This is from about.com. It tells about how your FICO score is calculated. Exactly how they get your number is a trade secret but you can get an idea from the following article:
Payment history is 35%
Lenders are most concerned about whether or not you pay your bills. The best indicator of this is how you’ve paid your bills in the past. Late payments, collections, and bankruptcies all affect the payment history of your credit score. More recent delinquencies hurt your credit score more than those in the past.
The amount of debt you have in comparison to your credit limits is known as credit utilization. The higher your credit utilization – the closer you are to your limits – the lower your credit score will be. Keep your credit card balances at about 30% of your credit limit or less.

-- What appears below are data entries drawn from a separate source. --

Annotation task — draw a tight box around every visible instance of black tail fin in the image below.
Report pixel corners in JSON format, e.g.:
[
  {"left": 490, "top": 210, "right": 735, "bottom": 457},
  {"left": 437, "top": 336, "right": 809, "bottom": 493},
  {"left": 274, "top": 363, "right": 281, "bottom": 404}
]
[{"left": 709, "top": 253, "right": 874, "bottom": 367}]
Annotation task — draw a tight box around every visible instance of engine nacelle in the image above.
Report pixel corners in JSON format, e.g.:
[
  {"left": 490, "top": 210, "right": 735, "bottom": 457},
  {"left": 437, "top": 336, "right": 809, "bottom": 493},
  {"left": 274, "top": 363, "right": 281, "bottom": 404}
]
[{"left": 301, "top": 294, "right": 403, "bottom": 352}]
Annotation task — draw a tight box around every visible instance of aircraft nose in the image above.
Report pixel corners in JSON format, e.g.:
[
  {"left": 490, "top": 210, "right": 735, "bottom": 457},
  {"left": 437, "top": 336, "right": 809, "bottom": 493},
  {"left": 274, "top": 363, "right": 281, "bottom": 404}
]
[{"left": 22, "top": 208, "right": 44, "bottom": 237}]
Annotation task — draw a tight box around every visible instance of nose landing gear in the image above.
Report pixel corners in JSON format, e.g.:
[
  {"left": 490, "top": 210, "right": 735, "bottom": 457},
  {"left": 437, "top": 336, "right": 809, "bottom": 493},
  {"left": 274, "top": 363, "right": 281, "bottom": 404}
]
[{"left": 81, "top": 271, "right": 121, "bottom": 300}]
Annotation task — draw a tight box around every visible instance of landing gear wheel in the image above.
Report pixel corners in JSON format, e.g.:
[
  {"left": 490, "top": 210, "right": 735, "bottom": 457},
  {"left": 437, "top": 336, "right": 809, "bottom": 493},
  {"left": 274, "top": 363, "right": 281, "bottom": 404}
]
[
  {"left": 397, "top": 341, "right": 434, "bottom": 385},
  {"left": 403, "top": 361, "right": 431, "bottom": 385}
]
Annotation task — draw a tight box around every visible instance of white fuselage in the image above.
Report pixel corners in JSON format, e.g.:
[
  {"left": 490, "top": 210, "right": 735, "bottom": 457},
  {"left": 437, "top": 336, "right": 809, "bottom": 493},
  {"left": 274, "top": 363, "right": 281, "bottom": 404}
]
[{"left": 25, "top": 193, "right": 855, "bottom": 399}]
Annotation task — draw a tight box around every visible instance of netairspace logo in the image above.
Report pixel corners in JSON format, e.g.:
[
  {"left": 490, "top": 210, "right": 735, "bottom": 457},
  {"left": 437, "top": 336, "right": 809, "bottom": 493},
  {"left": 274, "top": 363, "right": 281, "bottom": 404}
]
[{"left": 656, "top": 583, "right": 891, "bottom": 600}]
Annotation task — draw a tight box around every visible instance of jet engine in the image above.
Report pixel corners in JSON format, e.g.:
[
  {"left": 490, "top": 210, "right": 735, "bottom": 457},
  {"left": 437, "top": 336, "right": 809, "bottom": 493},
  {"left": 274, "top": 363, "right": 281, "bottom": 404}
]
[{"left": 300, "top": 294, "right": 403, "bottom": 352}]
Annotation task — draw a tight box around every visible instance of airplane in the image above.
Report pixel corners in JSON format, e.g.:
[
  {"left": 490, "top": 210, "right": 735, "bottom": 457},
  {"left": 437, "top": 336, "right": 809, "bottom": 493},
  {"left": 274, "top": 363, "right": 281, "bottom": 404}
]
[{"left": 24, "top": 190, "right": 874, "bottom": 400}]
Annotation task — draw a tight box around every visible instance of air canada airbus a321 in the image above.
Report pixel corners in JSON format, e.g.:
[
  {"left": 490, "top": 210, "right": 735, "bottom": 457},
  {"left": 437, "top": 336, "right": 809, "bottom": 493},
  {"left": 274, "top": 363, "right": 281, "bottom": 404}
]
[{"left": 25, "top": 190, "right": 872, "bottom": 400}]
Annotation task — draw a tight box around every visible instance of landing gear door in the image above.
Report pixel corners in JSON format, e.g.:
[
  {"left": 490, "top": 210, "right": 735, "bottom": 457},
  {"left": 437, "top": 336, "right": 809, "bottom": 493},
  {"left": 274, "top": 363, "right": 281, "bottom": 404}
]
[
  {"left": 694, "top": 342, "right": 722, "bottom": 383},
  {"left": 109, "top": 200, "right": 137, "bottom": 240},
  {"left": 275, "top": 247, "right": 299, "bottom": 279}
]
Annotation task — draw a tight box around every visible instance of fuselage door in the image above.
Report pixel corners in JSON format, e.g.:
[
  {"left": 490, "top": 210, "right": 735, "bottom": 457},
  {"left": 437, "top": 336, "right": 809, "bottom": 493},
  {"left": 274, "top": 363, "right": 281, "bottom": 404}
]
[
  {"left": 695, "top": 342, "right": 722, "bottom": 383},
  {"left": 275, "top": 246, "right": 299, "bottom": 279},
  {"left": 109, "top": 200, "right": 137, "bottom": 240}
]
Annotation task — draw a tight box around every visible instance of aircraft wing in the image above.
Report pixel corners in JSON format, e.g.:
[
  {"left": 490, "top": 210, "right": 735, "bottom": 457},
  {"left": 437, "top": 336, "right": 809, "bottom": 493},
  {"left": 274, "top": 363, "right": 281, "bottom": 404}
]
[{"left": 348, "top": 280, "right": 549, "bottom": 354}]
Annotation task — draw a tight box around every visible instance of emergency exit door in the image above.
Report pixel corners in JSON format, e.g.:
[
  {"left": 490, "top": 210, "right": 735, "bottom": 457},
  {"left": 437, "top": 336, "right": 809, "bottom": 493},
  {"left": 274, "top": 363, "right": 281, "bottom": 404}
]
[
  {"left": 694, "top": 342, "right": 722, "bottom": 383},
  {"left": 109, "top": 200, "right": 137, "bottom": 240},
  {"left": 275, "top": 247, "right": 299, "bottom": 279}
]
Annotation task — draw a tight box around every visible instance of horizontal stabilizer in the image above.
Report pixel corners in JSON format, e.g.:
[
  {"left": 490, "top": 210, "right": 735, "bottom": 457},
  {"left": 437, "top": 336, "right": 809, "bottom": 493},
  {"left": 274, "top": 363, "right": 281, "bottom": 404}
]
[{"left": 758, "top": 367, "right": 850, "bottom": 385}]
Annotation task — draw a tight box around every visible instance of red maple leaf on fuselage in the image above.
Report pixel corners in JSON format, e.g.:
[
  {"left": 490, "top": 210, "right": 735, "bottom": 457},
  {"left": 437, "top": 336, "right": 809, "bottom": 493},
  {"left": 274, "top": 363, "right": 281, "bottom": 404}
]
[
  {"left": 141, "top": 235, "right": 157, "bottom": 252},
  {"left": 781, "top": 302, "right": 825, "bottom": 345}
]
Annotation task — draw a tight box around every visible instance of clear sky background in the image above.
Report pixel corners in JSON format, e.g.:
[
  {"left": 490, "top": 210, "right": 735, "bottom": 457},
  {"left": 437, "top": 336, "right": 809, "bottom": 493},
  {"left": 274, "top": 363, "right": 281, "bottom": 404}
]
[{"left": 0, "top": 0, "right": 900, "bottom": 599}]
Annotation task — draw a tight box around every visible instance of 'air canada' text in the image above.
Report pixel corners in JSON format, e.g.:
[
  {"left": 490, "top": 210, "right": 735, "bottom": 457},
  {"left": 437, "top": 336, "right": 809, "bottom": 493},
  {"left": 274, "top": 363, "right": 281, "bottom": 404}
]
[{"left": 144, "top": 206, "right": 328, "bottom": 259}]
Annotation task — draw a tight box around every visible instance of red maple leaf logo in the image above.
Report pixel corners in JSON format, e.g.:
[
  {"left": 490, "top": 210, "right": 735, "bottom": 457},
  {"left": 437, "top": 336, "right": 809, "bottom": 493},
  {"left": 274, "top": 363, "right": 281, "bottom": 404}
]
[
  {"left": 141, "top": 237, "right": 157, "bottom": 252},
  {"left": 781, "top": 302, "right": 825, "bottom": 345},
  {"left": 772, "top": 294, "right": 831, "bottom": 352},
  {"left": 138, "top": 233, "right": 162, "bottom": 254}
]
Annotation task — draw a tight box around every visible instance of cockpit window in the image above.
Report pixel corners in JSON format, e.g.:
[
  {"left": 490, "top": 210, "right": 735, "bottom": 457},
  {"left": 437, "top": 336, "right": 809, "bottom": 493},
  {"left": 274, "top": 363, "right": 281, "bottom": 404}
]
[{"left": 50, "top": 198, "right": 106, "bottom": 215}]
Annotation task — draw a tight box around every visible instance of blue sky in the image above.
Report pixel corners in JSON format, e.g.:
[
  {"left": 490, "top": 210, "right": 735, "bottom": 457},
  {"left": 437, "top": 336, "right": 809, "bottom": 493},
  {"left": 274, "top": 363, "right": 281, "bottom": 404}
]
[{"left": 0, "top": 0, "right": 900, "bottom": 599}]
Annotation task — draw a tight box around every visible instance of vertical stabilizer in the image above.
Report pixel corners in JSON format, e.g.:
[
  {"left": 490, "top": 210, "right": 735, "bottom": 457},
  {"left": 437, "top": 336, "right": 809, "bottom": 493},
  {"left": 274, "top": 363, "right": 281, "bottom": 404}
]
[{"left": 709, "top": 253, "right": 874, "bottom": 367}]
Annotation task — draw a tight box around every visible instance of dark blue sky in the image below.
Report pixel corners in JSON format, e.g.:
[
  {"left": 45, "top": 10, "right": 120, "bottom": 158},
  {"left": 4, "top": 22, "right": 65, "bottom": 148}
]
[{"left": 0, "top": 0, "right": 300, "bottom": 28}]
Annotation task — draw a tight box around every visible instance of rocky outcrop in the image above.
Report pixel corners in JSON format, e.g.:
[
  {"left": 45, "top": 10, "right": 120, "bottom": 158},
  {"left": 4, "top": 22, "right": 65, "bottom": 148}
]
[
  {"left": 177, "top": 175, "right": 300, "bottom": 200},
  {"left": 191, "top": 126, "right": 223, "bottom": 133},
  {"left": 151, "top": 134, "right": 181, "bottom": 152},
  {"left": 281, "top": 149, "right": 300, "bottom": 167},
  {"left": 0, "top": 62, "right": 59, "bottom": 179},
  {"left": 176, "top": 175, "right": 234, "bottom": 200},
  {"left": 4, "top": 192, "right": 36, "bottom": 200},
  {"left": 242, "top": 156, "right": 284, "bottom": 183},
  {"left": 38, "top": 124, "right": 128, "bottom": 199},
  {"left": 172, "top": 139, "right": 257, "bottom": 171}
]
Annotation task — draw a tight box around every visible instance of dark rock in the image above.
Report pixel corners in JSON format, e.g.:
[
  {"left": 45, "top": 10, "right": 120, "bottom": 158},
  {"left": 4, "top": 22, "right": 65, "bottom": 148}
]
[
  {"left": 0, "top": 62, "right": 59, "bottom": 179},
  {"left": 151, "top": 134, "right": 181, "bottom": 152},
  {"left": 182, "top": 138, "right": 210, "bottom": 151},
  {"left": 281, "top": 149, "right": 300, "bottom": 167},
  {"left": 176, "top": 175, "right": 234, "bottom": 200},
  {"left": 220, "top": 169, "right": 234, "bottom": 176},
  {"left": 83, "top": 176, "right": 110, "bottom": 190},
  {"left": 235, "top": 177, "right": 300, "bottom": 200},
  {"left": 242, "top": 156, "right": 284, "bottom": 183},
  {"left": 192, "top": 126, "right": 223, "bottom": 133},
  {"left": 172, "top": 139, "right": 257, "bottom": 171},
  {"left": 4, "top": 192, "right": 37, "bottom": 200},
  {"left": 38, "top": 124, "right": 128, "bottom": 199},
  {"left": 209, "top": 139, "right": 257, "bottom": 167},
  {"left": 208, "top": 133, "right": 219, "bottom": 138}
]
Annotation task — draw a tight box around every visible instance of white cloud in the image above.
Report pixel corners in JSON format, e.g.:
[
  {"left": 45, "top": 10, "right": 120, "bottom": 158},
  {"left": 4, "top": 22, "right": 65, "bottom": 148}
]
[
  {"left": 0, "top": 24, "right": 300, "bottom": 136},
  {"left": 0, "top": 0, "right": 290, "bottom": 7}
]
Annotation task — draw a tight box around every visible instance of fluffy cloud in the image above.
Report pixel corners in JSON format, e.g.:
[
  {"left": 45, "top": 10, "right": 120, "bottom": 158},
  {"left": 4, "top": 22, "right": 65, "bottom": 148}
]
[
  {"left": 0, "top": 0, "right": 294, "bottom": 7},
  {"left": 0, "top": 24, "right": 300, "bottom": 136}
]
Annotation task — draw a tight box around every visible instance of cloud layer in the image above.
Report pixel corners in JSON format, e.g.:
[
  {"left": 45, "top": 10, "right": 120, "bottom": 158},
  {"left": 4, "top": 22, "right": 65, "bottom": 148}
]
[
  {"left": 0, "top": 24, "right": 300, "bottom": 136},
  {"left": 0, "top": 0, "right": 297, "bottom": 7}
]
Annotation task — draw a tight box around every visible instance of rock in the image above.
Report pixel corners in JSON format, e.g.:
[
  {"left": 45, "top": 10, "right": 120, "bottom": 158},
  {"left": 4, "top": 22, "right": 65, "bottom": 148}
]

Length of credit history 15%
Having a longer credit history is favorable because it gives more information about your spending habits. It’s good to leave open the accounts that you’ve had for a long time.
Inquiries are 10%
Each time you make an application for credit, an inquiry is added to your credit report. Too many applications for credit can mean that you are taking on a lot of debt or that you are in some kind of financial trouble. While inquiries can remain on your credit report for two years, your credit score calculation only considers those made within a year.
Mix of credit is 10%
Having different kinds of accounts is favorable because it shows that you have experience managing a mix of credit. This isn’t a significant factor in your credit score unless you don’t have much other information on which to base your score. Open new accounts as you need them, not to simply have what seems like a better mix of credit.